2/22/2018, 9:24 p.m.

Re “Feeding schools’ budget: City Council approves 1.5% meals tax hike for schools construction,” Free Press Feb. 15-17 edition:

If you are not involved in public finance, you might never have heard of a Tax Increment Financing District, or a TIF District.

Surprisingly, no one has previously suggested using a TIF District to help pay for modernizing Richmond’s public schools.

TIF Districts regularly are used by politicians to reward contributors who put their private money into projects like the proposed Richmond Coliseum development.

Publicly, Richmond Mayor Levar M. Stoney is mum on a Coliseum-area TIF District. But the investors know he has no choice if he wants their money.

The financial theory behind a TIF District is pretty simple: A new coliseum would generate new activity in the surrounding Downtown area. Such activity would produce new tax revenues, such as meals taxes, property taxes from increased land value and the like.

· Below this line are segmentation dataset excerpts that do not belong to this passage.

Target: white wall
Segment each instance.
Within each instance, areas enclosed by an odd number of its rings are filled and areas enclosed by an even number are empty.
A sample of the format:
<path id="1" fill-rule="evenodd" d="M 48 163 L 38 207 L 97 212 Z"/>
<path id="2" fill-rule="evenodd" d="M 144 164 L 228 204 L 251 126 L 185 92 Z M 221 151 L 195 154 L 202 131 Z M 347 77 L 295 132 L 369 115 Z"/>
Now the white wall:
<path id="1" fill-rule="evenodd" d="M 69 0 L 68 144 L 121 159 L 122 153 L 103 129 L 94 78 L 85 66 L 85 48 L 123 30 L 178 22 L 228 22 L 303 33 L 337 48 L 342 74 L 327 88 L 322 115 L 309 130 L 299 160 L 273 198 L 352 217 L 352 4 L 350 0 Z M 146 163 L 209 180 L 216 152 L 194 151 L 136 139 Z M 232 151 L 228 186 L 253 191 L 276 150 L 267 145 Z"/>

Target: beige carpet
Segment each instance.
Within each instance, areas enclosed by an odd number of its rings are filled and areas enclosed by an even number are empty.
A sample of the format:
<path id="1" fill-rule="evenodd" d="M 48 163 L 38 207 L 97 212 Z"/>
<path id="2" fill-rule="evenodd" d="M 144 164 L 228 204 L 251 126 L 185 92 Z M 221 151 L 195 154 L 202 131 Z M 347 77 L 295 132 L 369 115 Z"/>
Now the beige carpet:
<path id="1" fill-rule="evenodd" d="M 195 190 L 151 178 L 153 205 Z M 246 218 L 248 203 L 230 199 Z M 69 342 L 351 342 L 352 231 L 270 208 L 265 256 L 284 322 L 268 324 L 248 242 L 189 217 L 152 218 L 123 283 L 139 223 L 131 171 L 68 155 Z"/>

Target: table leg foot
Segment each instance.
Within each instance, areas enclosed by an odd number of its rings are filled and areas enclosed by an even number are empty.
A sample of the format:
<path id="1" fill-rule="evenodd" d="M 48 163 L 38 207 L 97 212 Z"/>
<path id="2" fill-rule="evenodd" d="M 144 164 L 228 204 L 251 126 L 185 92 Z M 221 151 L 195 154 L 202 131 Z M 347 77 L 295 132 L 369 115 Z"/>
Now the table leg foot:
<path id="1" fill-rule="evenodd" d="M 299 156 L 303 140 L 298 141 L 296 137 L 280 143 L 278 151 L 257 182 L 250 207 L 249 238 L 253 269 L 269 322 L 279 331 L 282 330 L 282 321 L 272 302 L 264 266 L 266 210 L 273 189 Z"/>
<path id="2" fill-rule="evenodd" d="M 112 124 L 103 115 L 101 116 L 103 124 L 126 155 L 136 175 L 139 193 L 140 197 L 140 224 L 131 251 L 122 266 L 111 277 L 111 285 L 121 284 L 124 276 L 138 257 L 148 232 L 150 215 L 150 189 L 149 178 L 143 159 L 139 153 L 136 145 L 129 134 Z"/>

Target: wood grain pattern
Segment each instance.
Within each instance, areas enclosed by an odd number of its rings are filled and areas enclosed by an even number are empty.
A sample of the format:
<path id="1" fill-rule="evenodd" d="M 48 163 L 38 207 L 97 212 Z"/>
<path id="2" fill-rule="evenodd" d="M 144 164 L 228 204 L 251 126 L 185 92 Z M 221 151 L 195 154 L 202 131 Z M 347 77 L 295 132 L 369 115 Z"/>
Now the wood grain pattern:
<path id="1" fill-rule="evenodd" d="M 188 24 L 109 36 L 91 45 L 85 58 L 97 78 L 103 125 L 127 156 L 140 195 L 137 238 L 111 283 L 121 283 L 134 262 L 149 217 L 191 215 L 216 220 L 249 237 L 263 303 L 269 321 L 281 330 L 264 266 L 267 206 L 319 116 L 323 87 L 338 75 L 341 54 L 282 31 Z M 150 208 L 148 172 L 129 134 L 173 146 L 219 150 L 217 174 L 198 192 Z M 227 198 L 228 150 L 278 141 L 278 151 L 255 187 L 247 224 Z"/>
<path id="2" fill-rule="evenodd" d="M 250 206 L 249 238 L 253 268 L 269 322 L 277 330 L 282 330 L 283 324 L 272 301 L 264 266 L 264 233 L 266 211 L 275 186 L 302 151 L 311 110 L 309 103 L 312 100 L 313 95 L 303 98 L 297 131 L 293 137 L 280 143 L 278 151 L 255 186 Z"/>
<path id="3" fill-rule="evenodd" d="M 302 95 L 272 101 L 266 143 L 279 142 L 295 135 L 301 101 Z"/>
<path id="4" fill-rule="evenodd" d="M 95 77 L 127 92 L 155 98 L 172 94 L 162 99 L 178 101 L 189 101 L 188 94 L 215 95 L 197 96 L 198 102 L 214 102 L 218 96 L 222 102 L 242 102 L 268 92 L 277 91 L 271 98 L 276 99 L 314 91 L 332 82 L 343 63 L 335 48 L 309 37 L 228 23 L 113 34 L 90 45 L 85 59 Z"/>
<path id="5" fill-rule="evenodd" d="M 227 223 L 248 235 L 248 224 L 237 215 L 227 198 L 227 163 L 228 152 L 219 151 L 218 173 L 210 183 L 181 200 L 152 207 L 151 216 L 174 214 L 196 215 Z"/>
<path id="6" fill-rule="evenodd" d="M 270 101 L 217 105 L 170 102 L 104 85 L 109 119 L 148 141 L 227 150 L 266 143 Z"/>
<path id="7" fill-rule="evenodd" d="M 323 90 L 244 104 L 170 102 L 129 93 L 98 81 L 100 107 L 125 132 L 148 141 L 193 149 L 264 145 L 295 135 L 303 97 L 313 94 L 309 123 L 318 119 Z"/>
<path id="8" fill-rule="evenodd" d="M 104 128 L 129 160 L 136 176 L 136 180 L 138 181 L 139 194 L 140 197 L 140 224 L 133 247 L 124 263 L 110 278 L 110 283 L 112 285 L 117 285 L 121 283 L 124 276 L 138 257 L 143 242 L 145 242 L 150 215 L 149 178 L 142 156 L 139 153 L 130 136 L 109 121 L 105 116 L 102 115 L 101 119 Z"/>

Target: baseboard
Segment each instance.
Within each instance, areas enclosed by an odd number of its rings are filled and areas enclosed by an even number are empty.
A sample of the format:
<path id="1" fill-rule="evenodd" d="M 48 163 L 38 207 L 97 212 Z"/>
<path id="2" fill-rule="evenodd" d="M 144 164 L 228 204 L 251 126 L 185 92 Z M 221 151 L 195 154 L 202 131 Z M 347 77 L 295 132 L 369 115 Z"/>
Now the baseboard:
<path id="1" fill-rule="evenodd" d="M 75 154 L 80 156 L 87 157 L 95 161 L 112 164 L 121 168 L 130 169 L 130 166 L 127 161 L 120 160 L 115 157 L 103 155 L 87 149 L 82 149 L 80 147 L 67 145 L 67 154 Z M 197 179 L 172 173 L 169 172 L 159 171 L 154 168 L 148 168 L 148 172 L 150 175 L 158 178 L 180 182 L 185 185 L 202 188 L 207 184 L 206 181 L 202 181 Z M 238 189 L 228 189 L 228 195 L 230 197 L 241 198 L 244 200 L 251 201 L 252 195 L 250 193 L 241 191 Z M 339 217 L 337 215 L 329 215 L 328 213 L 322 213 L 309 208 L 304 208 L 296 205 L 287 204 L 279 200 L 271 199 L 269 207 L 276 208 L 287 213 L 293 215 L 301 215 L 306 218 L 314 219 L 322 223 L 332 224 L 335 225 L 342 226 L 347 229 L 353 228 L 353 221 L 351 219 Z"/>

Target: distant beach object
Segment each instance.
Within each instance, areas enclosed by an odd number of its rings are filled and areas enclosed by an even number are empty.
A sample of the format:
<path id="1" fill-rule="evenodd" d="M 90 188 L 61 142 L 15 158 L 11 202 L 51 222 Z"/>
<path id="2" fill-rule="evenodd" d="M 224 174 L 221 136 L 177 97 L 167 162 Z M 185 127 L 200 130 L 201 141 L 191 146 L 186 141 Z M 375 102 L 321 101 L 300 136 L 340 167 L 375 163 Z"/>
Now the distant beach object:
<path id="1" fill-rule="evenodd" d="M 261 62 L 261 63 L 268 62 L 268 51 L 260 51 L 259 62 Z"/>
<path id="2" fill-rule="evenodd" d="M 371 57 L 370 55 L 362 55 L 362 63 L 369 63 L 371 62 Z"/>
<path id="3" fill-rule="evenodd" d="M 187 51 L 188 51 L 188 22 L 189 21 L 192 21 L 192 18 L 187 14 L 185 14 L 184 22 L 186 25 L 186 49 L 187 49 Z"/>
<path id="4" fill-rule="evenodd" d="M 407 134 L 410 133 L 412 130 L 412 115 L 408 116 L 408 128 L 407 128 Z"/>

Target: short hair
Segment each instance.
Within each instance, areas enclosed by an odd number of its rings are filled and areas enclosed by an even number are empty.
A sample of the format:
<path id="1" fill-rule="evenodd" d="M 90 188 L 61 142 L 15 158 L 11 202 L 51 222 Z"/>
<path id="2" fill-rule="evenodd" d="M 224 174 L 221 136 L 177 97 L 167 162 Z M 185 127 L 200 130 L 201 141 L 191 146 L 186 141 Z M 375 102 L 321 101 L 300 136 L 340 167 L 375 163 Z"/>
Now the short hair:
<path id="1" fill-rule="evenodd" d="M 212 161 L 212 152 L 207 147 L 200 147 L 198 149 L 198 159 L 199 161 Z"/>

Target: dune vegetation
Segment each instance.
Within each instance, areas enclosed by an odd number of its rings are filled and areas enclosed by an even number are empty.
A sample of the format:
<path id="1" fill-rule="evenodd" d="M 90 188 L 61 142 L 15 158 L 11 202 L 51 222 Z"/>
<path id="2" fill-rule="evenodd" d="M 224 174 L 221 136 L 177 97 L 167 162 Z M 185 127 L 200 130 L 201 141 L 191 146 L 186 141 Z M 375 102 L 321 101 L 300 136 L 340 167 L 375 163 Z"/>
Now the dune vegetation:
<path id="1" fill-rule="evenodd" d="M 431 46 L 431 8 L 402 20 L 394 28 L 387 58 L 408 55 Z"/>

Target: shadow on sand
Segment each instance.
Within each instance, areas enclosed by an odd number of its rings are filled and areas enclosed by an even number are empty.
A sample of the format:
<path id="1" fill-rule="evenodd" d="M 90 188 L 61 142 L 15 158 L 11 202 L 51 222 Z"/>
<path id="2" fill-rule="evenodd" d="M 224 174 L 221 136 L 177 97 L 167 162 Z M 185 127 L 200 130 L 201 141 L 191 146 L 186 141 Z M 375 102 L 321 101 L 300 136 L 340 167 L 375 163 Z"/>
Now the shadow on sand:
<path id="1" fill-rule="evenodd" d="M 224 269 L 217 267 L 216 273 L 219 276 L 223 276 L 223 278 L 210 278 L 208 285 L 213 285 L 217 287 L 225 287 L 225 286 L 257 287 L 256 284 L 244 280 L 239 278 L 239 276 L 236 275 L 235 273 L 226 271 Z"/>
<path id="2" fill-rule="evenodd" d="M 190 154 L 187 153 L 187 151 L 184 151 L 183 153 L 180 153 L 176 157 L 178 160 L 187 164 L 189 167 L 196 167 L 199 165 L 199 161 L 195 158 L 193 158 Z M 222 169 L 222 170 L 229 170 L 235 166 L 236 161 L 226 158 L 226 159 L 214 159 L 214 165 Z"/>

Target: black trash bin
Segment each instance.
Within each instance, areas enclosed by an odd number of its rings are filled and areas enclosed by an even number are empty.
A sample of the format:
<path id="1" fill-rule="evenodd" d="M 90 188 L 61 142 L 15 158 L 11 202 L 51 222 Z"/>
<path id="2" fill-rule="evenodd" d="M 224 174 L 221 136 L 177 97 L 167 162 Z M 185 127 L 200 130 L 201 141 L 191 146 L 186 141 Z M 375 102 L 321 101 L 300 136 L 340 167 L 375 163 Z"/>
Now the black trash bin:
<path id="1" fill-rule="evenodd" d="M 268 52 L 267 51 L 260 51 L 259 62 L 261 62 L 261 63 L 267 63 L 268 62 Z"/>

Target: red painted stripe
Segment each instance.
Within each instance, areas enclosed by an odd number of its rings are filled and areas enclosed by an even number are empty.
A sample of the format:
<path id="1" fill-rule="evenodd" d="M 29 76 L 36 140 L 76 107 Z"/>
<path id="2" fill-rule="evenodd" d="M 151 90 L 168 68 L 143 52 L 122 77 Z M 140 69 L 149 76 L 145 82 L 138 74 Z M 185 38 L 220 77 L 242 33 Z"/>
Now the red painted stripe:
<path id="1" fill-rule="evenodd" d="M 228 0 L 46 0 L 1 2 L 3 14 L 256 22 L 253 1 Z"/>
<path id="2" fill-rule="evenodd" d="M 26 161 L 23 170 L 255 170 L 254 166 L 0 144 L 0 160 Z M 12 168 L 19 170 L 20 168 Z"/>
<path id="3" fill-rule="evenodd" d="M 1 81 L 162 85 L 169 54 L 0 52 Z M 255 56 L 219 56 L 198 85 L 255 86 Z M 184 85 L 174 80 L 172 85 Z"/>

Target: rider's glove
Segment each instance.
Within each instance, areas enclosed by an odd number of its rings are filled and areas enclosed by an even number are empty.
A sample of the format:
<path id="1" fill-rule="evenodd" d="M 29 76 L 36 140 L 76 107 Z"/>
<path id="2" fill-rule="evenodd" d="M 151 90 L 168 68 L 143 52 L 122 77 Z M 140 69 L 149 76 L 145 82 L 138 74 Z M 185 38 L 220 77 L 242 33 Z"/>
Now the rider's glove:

Under the TIF concept, some or all of the new revenue the city would collect — and which would not exist without the development — can be used to pay off the private construction debt incurred by investors.

Using public tax dollars to pay off private debt is often controversial. Usually, if you borrow to open a business, the debt is paid from your profits, not from the city taxes your business activity creates.

But what if Richmond could use the TIF District concept to come up with the estimated hundreds of millions of dollars it needs to renovate or replace its decrepit schools? And what if the state pitched in to support this effort?

Indeed, Section 58.1-608.3 of the Virginia Code already says the state will share certain sales tax revenues with projects like Richmond’s proposed coliseum development.

Surely schools are a higher priority. Why not share sales tax revenue on school construction materials or income taxes on the labor?

Richmond also could create TIF districts around each school to be modernized and dedicate increases in business taxes and in property taxes resulting from the improved school as a stream of revenue to help repay the borrowing that made it happen.

Bottom line: If it’s OK to create a TIF District to use public dollars to pay off private debt for a new coliseum, then we should similarly us TIF District public tax dollars to pay off public school construction.

The TIF District concept has the potential of producing $25 million to $30 million without heaping a new burden on the poor, as the mayor’s regressive meals tax plan does.

PAUL GOLDMAN

Richmond

The writer is leader of the Put Schools First campaign in Richmond.